I can now only recall two of my co-office workers in the upstairs office where I had my desk at Bulova. One was a white woman clerk in her 30's whom most men would have likely considered physically attractive, who was married (and whose children were probably then in elementary school) to a culturally straight white guy, who had some kind of blue-collar working-class job, yet wasn't anti-capitalist or leftist, philosophically. The other was a white woman in her early 20's named Claudia, who was also married, but who didn't have children yet and who seemed somewhat in touch with an apolitical version of late 1960's and 1970's rock music and youth culture.
Most men likely found the dark-haired Claudia physically attractive. She was also friendly and seemed like someone who had smoked or was continuing to smoke pot with her husband on weekends. She reminded me somewhat of some of the young, apolitical and non-intellectual white working-class women I had been physically attracted to in the late 1960's, when I was a student activist at CUNY's experimental upper-division college, Richmond College, on Staten Island.

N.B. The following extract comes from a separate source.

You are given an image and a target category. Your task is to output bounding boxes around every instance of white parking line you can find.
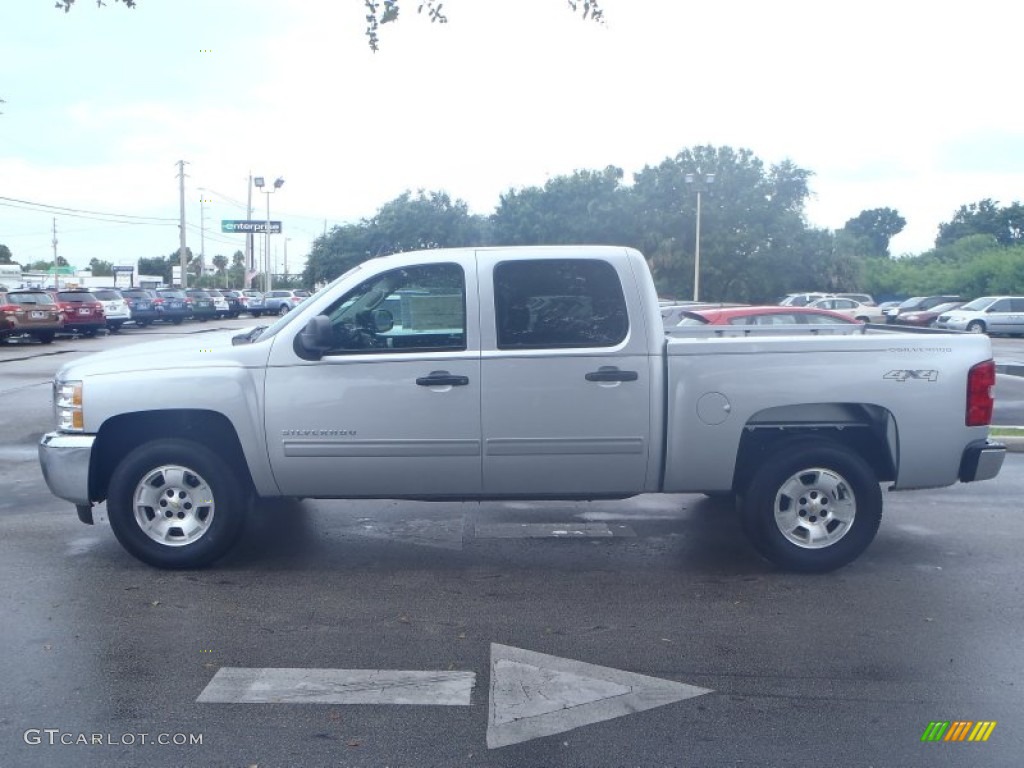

So after bumping into Claudia outside of the Bulova office building a few times when we happened to have boarded the same IRT subway car on either a morning commute to or evening commute from work, I actually did write a folk song that expressed how I was starting to feel attracted to Claudia. But after her husband picked her up after work one day in his car--and I realized that he was her husband and not just a current boyfriend--I pretty much quickly stopped singing my "Claudia's Song" when I practiced my guitar at home.
I never mentioned to her that I had written a folk song for her. And, within a few years, I had both lost the song lyric sheets and had totally forgotten the melody and words of "Claudia's Song" forever. I guess I hadn't spent long enough practicing the song for it to become engraved in my memory for life.